Sundance “It” Girl

By in January 25, 2010 • Filed in: Articles and Interviews

In the midst of an interview about her new film Welcome to the Rileys, which premiered at the Sundance Film Festival this past weekend, Kristen Stewart’s cellphone, buried under a pile of puffy, winter garb, begins going off.

Stewart, who is dressed in all-black (sweatshirt, leggings, boots), is sitting on an immense leather sofa between director Jake Scott (son of Ridley) and co-star Melissa Leo (Frozen River), burrowing deeper in the confined space she always seems to create around her. Her head—hair dyed black in a jagged cut—is down, like a shy child. Her leg is tapping nervously.

Suddenly, she bolts upward and leaps in the direction of the buzzing contraption.

“Oh, shut up! I’m busy—Shut the fuck up!” she cries to no one in particular.

After silencing the phone, she returns to the sofa. “Sorry, Jake,” she says softly, and returns to what seems like her most comfortable stance: self-protected coil.

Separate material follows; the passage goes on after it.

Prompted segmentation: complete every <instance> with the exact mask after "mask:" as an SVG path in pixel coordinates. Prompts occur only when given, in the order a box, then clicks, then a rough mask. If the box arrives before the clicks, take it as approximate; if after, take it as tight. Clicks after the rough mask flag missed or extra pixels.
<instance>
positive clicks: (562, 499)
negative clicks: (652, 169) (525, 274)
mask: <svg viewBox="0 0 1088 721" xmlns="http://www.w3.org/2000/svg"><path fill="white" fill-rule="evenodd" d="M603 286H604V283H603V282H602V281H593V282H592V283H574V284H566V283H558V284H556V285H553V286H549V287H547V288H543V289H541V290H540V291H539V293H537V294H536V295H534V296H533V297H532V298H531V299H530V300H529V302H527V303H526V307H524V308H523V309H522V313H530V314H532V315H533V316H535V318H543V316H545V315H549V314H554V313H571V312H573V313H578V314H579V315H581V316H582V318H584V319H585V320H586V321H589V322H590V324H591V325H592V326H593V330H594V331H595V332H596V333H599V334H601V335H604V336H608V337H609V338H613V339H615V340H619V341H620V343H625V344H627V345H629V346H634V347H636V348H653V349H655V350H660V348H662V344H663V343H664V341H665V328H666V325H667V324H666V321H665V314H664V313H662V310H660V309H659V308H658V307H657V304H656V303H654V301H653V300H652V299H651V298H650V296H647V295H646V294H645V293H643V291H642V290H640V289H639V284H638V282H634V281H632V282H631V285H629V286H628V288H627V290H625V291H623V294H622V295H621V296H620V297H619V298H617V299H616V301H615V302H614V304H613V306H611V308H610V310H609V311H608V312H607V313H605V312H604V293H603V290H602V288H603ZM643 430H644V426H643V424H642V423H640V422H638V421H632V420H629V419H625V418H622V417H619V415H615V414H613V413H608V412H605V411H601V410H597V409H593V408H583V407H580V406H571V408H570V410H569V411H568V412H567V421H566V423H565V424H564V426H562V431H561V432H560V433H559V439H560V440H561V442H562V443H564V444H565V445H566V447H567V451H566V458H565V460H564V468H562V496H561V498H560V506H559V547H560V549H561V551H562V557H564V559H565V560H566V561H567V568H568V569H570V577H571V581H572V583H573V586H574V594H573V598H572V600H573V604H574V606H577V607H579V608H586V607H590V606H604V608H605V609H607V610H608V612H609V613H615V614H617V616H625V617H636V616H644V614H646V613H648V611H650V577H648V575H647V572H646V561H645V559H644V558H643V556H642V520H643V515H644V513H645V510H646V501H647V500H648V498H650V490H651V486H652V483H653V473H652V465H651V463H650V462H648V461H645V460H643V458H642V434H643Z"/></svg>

It is this nervous, very wired, “twitchy”—as she puts it—energy that has come to define Stewart. She is best known as the female lead in Twilight, the blockbuster vampire franchise, which has made her an unlikely star of both movies and tabloids. But with the Sundance debuts of two new films—Rileys and The Runaways, in which Stewart plays iconic rocker Joan Jett—Stewart is becoming known as something else: Indie “It” Girl.